Como un ahogado se aferra a un madero, así se aferró el espíritu de Von Baumgarten a esta propuesta. Rápidamente arrastró a su propio cuerpo a un costado de la calle y lo puso en trance. Inmediatamente sacó la bola de cristal de su bolsillo y logró también él quedar en suspensión vital. Durante la hora siguiente pasaron por allí muchos estudiantes. Algunos se detuvieron asombrados al ver al profesor de Fisiología y su estudiante preferido inconscientes sobre un banco lleno de barro. Pronto se reunió alrededor de ellos una multitud que discutía la posibilidad de llamar a una ambulancia para llevarlos al hospital.
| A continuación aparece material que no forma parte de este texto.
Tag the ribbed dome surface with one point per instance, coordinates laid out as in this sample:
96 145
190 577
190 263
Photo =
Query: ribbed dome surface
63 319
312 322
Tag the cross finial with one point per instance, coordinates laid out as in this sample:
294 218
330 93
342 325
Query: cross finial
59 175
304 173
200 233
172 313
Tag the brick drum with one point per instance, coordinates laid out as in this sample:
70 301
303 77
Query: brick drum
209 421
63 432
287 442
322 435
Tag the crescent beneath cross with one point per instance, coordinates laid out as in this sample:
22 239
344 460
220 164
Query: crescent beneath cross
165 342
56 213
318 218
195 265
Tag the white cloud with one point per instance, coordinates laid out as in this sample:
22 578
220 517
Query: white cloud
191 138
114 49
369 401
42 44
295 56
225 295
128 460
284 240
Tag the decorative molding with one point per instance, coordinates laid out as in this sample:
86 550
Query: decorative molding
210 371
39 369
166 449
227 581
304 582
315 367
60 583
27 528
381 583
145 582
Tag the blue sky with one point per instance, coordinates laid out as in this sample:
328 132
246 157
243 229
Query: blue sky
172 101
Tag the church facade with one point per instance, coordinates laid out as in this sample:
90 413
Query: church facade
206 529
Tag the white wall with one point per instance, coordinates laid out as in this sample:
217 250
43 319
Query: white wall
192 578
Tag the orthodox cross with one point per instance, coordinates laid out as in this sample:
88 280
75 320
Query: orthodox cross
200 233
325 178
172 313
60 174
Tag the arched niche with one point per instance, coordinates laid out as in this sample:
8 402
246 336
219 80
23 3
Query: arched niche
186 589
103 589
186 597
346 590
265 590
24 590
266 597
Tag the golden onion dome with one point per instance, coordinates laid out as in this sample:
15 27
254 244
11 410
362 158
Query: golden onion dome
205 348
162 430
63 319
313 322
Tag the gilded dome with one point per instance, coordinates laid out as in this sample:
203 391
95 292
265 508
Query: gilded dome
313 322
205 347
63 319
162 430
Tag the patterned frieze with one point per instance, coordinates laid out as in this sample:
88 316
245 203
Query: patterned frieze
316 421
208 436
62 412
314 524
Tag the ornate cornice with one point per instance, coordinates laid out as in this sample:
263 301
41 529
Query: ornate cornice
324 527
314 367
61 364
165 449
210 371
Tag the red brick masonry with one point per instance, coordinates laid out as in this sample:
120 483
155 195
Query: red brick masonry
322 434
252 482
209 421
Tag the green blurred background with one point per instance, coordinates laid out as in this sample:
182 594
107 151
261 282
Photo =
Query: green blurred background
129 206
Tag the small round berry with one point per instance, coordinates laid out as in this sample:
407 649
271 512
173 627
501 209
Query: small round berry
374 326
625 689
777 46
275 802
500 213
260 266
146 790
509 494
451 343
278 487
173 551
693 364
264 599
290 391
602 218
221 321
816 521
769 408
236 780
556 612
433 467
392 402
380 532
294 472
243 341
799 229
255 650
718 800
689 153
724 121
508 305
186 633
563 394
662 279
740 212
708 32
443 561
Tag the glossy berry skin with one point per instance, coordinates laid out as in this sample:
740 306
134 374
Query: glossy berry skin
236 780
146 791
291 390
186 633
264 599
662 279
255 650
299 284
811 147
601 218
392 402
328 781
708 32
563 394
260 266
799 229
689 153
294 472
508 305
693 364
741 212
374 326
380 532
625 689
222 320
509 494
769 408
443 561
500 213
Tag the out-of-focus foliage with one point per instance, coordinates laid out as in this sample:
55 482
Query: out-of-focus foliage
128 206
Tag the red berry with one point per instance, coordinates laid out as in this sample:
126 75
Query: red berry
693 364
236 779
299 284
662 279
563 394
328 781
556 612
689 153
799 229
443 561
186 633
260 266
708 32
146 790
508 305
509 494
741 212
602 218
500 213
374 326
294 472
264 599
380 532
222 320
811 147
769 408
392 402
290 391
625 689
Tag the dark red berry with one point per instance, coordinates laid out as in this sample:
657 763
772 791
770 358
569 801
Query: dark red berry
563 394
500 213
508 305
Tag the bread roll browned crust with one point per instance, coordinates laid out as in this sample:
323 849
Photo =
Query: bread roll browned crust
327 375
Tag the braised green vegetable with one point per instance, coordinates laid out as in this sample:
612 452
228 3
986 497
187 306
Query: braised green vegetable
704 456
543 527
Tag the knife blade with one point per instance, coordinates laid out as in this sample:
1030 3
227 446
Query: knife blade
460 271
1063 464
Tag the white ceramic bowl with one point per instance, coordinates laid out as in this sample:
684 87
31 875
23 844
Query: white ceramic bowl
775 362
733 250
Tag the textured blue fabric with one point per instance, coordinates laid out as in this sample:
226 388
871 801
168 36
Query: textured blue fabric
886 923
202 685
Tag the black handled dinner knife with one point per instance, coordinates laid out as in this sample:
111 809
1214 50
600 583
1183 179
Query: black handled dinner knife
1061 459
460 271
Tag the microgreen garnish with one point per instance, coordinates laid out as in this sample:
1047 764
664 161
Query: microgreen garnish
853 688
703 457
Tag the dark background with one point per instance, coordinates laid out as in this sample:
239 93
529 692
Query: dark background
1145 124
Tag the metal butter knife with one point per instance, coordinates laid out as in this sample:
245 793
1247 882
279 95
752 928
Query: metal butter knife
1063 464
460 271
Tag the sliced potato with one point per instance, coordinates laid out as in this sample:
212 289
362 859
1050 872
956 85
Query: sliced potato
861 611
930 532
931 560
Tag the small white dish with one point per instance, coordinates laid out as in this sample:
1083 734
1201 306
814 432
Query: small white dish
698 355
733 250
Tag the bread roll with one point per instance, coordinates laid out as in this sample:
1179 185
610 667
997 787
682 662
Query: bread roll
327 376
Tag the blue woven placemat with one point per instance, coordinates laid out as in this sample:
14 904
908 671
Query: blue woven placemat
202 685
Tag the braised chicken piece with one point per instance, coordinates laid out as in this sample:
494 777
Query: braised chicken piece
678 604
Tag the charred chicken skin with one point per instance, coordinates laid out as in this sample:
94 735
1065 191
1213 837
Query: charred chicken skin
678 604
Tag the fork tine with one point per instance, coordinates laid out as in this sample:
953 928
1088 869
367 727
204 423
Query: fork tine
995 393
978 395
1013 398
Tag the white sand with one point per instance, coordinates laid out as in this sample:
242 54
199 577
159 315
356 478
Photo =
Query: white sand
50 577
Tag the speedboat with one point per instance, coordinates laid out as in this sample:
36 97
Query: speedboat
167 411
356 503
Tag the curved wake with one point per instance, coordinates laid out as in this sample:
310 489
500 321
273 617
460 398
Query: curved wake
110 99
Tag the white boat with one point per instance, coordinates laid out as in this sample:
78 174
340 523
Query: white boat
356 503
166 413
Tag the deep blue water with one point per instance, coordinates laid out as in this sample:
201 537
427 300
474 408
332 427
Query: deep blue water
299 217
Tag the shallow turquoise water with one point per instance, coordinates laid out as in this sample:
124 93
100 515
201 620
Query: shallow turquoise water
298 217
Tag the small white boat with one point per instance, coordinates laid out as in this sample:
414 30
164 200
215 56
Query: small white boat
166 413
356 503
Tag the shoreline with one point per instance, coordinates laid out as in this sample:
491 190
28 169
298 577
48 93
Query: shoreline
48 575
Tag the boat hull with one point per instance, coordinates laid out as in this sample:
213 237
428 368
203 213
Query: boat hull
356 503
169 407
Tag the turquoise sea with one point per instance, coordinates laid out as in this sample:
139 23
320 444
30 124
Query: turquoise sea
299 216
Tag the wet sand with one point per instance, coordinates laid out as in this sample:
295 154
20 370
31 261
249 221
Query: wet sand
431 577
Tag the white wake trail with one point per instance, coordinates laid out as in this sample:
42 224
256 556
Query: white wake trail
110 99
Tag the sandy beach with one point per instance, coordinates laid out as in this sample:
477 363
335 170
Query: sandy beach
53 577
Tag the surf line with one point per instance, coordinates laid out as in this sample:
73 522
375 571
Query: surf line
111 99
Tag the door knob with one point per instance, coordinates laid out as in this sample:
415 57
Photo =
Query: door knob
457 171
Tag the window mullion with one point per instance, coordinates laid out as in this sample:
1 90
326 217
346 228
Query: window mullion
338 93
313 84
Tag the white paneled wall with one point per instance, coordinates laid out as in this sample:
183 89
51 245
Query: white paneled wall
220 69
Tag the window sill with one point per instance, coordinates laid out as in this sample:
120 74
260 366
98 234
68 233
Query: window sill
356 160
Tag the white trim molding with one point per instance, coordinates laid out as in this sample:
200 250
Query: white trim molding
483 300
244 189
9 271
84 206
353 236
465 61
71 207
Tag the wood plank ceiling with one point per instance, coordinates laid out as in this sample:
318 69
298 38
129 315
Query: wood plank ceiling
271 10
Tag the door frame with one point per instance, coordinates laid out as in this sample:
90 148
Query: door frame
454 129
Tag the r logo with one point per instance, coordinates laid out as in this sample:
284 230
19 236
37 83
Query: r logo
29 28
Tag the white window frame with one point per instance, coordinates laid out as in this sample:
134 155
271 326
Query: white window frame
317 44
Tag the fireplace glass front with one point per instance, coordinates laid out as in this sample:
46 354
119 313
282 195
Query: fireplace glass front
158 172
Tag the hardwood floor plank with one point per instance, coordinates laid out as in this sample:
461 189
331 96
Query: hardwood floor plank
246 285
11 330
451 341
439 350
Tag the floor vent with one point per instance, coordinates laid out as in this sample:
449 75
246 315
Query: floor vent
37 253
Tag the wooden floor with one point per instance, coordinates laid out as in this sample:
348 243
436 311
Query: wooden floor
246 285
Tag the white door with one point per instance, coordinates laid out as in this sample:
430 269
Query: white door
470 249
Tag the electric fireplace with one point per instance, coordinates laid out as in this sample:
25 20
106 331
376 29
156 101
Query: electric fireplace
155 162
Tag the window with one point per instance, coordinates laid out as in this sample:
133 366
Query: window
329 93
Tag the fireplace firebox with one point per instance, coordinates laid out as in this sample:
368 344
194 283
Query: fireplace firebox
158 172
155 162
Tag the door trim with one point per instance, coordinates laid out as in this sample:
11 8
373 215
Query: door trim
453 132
Pero en ese momento, el sabio profesor abrió los ojos y miró con aire ausente a su alrededor. Parecía no saber cómo había llegado hasta allí. Y de pronto alzó sus brazos delgados sobre su cabeza y gritó con felicidad:

—¡Dios me proteja! ¡Soy yo! ¡Soy yo de nuevo! ¡Me doy cuenta!

La sorpresa de la multitud se hizo aún más grande cuando el estudiante saltó del banco gritando lo mismo y los dos se tomaban de los brazos haciendo unos pasos de baile muy extraños. Después de ese extraño episodio hubo muchas dudas sobre la sanidad mental de sus protagonistas. El profesor publicó sus experiencias en el periódico médico, pero sus colegas le aconsejaron vigilar su mente si no quería terminar en un manicomio. El estudiante también comprobó en carne propia que era mejor no hablar más sobre el tema. Cuando el serio profesor volvió a su casa, no encontró el cálido recibimiento que podría desear después de tan singulares aventuras. Al contrario. Ambas mujeres le reprocharon su olor a alcohol y a tabaco y el haber estado ausente cuando un joven sinvergüenza se había introducido en la casa y le había faltado el respeto a sus ocupantes. Tuvo que pasar mucho tiempo hasta que el clima del hogar del profesor volviera a su tranquilidad habitual. Y todavía mucho más hasta que se viera entrar a esa casa al joven Von Hartmann. Pero la paciencia y la constancia dan sus frutos, y el estudiante logró finalmente tranquilizar a las enojadas damas y establecerse en el hogar. Y ya no debe preocuparse más por la antipatía de la esposa del profesor porque él se ha convertido en el capitán Von Hartmann, del ejército del emperador y su encantadora esposa Elisa ya le regaló dos pequeños futuros soldaditos, como claro y positivo símbolo de su amor.